On November 29, 2021, Amarillo Gold Corporation entered into an agreement with Hochschild Mining PLC, whereby Hochschild will acquire all outstanding shares of Amarillo by way of a plan of arrangement under the Business Corporations Act (British Columbia).
Pursuant to the Arrangement, each share of Amarillo will be exchanged for cash consideration of C$0.40 and one share of a new Brazil-focused exploration company, Lavras Gold Corp. (Lavras SpinCo), based in Toronto, Ontario. Lavras SpinCo will be capitalized with C$10 million cash and will hold all assets and rights with respect the Lavras do Sul gold project located in southern Brazil in the state of Rio Grande do Sul.
“This acquisition delivers an immediate and compelling opportunity for our shareholders to monetize their investment in Amarillo at an attractive valuation and significant premium to the current and historical trading price of Amarillo’s shares,” said Mike Mutchler, President and CEO. “The transaction also provides our shareholders with additional value through their continued participation in the future exploration and advancement of the prospective Lavras Project through Lavras SpinCo.”
The cash consideration (not including the value of the Lavras SpinCo shares) represents a premium of 66% over the 20-trading day volume weighted average trading price of the Amarillo shares on the TSX Venture Exchange of C$0.24. The total transaction value is approximately C$164.5 million, excluding Lavras SpinCo’s asset value and C$10 million of cash. It is anticipated that Lavras SpinCo will complete a share consolidation immediately following the completion of the Arrangement.
Highlights of the proposed transactions:
- Cash consideration of C$0.40 per Amarillo share
- Amarillo shareholders also receive one share of Lavras SpinCo for every Amarillo share held
- Lavras SpinCo will have C$10 million cash and hold a stake of the Lavras Project assets
- Lavras SpinCo will have a 2% net smelter return royalty over certain of Amarillo’s exploration properties located outside of the current Posse resource and mine plan at Amarillo’s Mara Rosa property.

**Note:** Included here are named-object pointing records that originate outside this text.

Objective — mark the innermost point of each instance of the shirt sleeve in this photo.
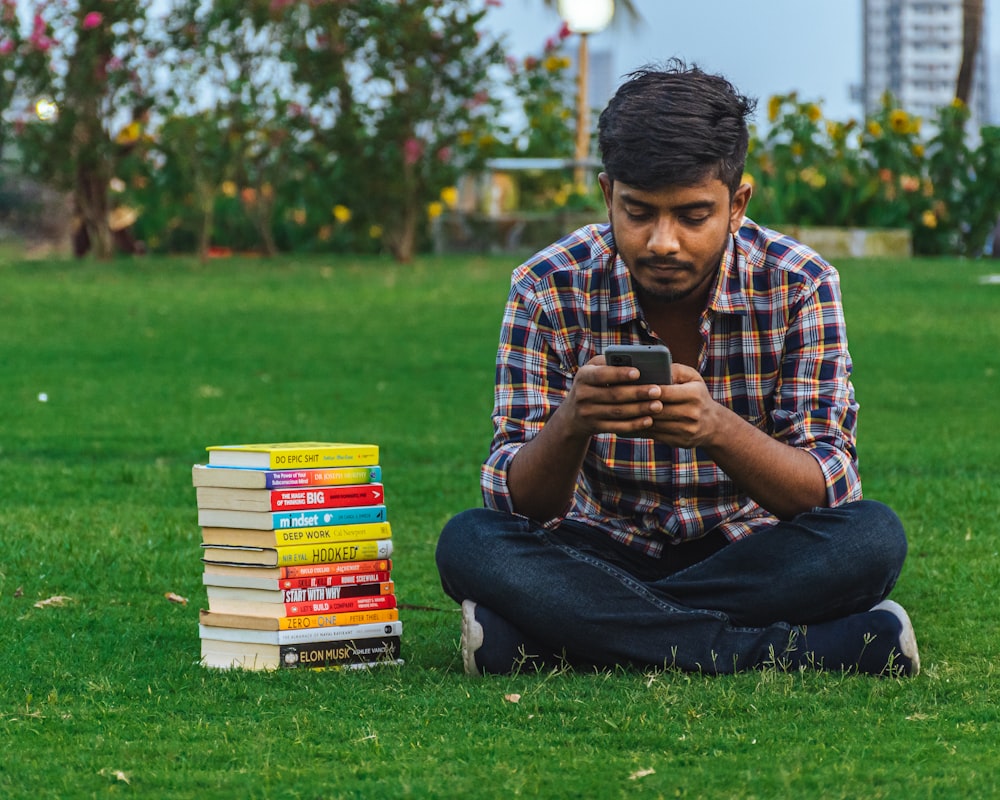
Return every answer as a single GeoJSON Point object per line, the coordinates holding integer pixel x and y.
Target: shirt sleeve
{"type": "Point", "coordinates": [815, 408]}
{"type": "Point", "coordinates": [531, 381]}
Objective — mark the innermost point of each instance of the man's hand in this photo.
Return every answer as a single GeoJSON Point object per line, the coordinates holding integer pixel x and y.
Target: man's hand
{"type": "Point", "coordinates": [605, 399]}
{"type": "Point", "coordinates": [688, 417]}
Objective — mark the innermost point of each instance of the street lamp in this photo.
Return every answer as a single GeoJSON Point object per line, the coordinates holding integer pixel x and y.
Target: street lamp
{"type": "Point", "coordinates": [584, 17]}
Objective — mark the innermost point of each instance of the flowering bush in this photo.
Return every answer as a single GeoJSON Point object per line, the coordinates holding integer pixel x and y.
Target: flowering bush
{"type": "Point", "coordinates": [884, 172]}
{"type": "Point", "coordinates": [80, 64]}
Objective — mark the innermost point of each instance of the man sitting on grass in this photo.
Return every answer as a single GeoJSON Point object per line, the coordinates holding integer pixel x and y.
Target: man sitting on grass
{"type": "Point", "coordinates": [714, 524]}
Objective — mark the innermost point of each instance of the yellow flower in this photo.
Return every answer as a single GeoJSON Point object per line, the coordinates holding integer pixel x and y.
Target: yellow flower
{"type": "Point", "coordinates": [555, 63]}
{"type": "Point", "coordinates": [899, 121]}
{"type": "Point", "coordinates": [813, 177]}
{"type": "Point", "coordinates": [837, 131]}
{"type": "Point", "coordinates": [773, 107]}
{"type": "Point", "coordinates": [449, 196]}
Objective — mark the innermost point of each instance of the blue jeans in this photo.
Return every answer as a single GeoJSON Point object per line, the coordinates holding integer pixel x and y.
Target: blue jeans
{"type": "Point", "coordinates": [706, 605]}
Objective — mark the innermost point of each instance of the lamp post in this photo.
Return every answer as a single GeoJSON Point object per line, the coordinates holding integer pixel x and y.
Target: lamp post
{"type": "Point", "coordinates": [584, 17]}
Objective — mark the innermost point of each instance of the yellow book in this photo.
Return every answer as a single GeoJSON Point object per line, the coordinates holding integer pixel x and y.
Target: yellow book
{"type": "Point", "coordinates": [248, 622]}
{"type": "Point", "coordinates": [296, 554]}
{"type": "Point", "coordinates": [293, 455]}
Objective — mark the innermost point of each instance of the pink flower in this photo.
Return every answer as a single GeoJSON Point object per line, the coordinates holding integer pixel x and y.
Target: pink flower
{"type": "Point", "coordinates": [413, 149]}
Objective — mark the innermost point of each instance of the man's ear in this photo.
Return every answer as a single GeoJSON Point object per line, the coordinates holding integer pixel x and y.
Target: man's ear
{"type": "Point", "coordinates": [738, 206]}
{"type": "Point", "coordinates": [607, 186]}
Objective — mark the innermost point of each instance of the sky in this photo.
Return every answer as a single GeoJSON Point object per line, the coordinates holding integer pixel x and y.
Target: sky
{"type": "Point", "coordinates": [763, 47]}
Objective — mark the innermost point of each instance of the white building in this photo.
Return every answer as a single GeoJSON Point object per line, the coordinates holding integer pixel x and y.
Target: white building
{"type": "Point", "coordinates": [913, 49]}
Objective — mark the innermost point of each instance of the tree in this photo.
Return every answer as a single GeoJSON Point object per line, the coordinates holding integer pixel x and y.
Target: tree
{"type": "Point", "coordinates": [972, 37]}
{"type": "Point", "coordinates": [82, 61]}
{"type": "Point", "coordinates": [400, 103]}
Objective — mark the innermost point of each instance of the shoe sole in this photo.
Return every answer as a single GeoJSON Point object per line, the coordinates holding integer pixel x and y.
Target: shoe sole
{"type": "Point", "coordinates": [907, 638]}
{"type": "Point", "coordinates": [472, 638]}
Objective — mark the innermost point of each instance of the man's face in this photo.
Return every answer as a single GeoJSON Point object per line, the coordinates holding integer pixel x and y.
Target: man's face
{"type": "Point", "coordinates": [672, 239]}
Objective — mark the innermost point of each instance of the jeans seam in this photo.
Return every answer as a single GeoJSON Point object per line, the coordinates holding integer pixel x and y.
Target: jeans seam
{"type": "Point", "coordinates": [635, 586]}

RECEIPT OF INTERIM COURT ORDER
On January 27, 2022, Amarillo obtained an interim order from the Supreme Court of British Columbia authorizing the holding of a shareholder meeting
At the Meeting, Shareholders will be asked to consider and, if deemed advisable, pass a special resolution to approve an arrangement, in accordance with the terms of an arrangement agreement entered into by the Company and Hochschild on November 29, 2021, pursuant to which Hochschild, through its subsidiary 1334940 B.C. Ltd., agreed to acquire all of the issued and outstanding Amarillo common shares that it does not already own by way of a statutory plan of arrangement under section 288 of the Business Corporations Act (British Columbia).
Shareholders will also be asked to approve an omnibus equity incentive plan for Lavras SpinCo.
REASONS FOR THE ARRANGEMENT
In evaluating and unanimously approving the Arrangement, the Board consulted its legal and financial advisors and the Special Committee.
The Special Committee and the Board carefully considered a number of factors and reasons, including, among others, the following:
- significant premium to unaffected market price – the Special Committee was of the view that the opportunity for shareholders to realize this premium outweighed Amarillo maintaining the status quo
- continued Exposure to other Amarillo assets
- significant shareholder support
- fairness opinion
- no Financing or due diligence condition.
- credibility of, and guarantee by, Hochschild.
- alternatives to the arrangement.
ALTERNATIVES TO THE ARRANGEMENT
The Arrangement Agreement contemplates a reciprocal expense reimbursement/non-completion fee of C$2.5 million payable if the required shareholder approval is not obtained or on the occurrence of certain other circumstances. In addition, the Arrangement Agreement provides for a termination fee of C$5 million payable by Amarillo to Hochschild if the Arrangement is not completed or is terminated by Amarillo or Hochschild in certain circumstances, including if Amarillo enters into an agreement with respect to a superior proposal or if the Board, in certain circumstances, withdraws or modifies its recommendation with respect to the Arrangement.
The Arrangement Agreement also provides for customary non-solicitation covenants, subject to customary “fiduciary out” provisions entitling Amarillo to consider and accept a superior proposal and a right in favor of Hochschild to match any superior proposal.
BOARD RECOMMENDATION
The Board unanimously recommends that the Shareholders vote FOR the Arrangement Resolution and FOR the approval of the Omnibus Plan.